Yahoo Releases Open Source Hadoop Distribution 49
ruphus13 writes "Yahoo has been a vociferous Apache Hadoop user and supporter for several years now, and uses it extensively within its Search technologies. Hadoop has been gaining popularity in the Cloud Computing space, with companies like the NYTimes converting 4TB and 11 million articles to PDFs in under 24 hours using Hadoop and EC2 in late 2007. Hadoop has been made available in Amazon's cloud and Yahoo has now released its own Hadoop version. From the article: 'At today's Hadoop Summit in Silicon Valley, Yahoo! announced the availability of the Yahoo! Distribution of Hadoop, a source-only version of Apache Hadoop that Yahoo! uses within its own search engine. [Hadoop] is an open source software framework that helps process very large data sets, and is widely used in large-scale data mining applications as well as in search tools at sites like Facebook and many others. For developers and users interested in Hadoop, it's worth noting that the Yahoo! Distribution of Hadoop has been widely tested and developed at Yahoo! for years now.'"

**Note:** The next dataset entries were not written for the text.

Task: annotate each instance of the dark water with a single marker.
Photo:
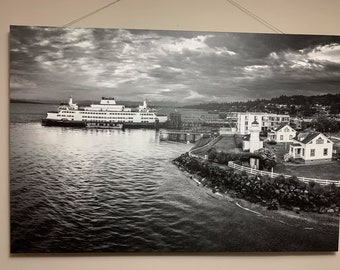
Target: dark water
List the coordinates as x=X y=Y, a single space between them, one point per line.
x=78 y=190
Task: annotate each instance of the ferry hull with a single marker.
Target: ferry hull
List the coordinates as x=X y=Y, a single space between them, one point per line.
x=62 y=123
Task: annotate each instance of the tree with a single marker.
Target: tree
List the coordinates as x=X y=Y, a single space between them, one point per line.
x=267 y=157
x=322 y=123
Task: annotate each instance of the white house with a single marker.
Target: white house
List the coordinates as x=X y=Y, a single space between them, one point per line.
x=252 y=142
x=311 y=147
x=283 y=133
x=266 y=121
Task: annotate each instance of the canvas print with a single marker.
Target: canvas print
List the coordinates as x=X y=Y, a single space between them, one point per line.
x=173 y=141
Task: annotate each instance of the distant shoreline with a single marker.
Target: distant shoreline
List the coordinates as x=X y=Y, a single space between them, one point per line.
x=32 y=101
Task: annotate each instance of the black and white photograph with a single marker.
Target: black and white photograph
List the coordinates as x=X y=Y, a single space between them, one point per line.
x=163 y=141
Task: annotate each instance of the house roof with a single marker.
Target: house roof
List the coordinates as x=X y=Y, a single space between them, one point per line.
x=282 y=126
x=307 y=137
x=296 y=144
x=247 y=138
x=310 y=137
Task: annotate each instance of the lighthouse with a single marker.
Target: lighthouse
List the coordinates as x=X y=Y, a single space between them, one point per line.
x=254 y=140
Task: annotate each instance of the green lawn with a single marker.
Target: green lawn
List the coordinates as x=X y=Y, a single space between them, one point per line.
x=330 y=171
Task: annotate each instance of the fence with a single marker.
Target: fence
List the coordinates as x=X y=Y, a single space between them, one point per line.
x=272 y=175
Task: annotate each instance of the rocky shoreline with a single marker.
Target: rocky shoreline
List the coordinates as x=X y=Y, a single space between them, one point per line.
x=288 y=193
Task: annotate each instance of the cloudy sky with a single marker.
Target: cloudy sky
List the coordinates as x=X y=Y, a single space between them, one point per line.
x=169 y=66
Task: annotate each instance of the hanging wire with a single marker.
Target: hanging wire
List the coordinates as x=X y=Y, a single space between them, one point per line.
x=91 y=13
x=254 y=16
x=232 y=2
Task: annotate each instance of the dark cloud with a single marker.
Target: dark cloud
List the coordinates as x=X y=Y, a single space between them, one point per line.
x=178 y=66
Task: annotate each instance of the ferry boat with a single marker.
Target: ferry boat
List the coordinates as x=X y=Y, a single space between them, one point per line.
x=106 y=114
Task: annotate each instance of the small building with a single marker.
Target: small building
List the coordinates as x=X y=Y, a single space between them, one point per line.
x=311 y=147
x=282 y=134
x=227 y=130
x=266 y=121
x=252 y=142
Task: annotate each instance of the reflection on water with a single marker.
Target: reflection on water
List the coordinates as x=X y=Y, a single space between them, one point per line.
x=78 y=190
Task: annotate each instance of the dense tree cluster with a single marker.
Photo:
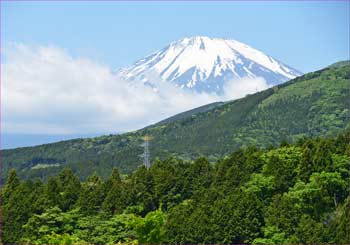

Re:Yahoo! and OSS (Score:3, Interesting)
It's also worth noting that Yahoo has made major contributions to PHP as Rasmus is a Yahoo himself.
Comment removed (Score:5, Interesting)
Why is this a big deal? (Score:3, Interesting)
I'll admit to knowing basically nothing about Hadoop, but if I saw the same article with "Hadoop" replaced by "GCC", "Postfix", or "OpenOffice", I wouldn't see it as being a good thing.
Re:Why is this a big deal? (Score:3, Interesting)
Re:Hadoop is awesome (Score:3, Interesting)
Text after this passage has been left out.